April 18 (Bloomberg) -- Colombia’s peso advanced from a 15-month low following gains in crude oil, the South American nation’s biggest export.
The peso appreciated 0.4 percent to 1,841.40 per dollar at the close in Bogota, erasing an earlier drop. It plunged yesterday to 1,849.04, the weakest level since January 2012.
“Oil is gaining,” Lucia Duarte, a foreign-exchange strategist at Bancolombia SA, the nation’s biggest bank, said in a phone interview from Bogota. “After breaking a significant resistance level yesterday, the exchange rate is facing a new level at 1,853. That provides room for corrections.” Resistance refers to a level where dollar sell orders are clustered.
Crude oil, which accounts for about 40 percent of Colombia’s sales abroad, rose from a four-month low on signs that recent declines in the commodity were hard to sustain.
The peso, which strengthened 9.7 percent in 2012, has slumped 4 percent this year.

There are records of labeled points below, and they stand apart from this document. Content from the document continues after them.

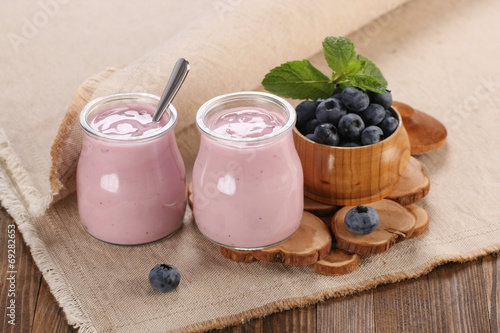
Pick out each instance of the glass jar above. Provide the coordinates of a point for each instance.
(247, 192)
(130, 189)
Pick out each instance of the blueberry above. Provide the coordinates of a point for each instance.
(389, 125)
(384, 99)
(350, 144)
(312, 137)
(332, 140)
(373, 115)
(323, 131)
(355, 99)
(371, 134)
(311, 125)
(306, 111)
(362, 220)
(351, 126)
(164, 278)
(330, 111)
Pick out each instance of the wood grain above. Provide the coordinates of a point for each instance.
(451, 298)
(310, 243)
(396, 224)
(413, 186)
(425, 132)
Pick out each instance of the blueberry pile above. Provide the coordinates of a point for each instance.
(362, 220)
(164, 278)
(349, 118)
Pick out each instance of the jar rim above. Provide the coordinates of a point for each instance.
(87, 109)
(246, 95)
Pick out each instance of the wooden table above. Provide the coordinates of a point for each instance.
(451, 298)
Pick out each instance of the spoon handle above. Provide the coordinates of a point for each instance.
(177, 77)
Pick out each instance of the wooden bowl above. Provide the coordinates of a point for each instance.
(353, 176)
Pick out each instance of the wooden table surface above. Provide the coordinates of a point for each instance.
(452, 298)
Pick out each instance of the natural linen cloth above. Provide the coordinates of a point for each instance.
(438, 56)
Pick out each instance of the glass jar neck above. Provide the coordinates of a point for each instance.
(93, 108)
(216, 107)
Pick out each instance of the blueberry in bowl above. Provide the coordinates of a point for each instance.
(356, 161)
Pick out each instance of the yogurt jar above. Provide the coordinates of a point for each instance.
(247, 178)
(131, 180)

Speculation that the central bank will extend its plan to buy dollars will limit gains in the peso, according to Duarte. Banco de la Republica said Jan. 28 it will purchase at least $30 million a day, bringing purchases in the foreign-exchange market to $3 billion from February to May.
Policy makers will probably announce an extension to the dollar-purchase program at their April 26 monetary policy meeting, Duarte predicted.
“Next week’s Banrep meeting has the market nervous,” Duarte said. “Given the global environment, lower foreign direct investment and the government’s verbal intervention,” the trend is for a weaker peso, she said.
Finance Minister Mauricio Cardenas has said he expects the currency to weaken to 1,900 and wants to “get there quickly.”
Colombia announced on April 15 as part of an economic stimulus that it will adjust rules on risk and profitability governing pension funds to weaken the peso by encouraging them to invest more abroad. It also said a royalties fund controlled by the government known as Fonpet will buy $500 million this year to invest in assets abroad and keep another $500 million overseas rather than bringing the money back into Colombia.
Yields on Colombia’s peso bonds maturing in 2024 fell three basis points, or 0.03 percentage point, to 4.91 percent, according to the stock exchange.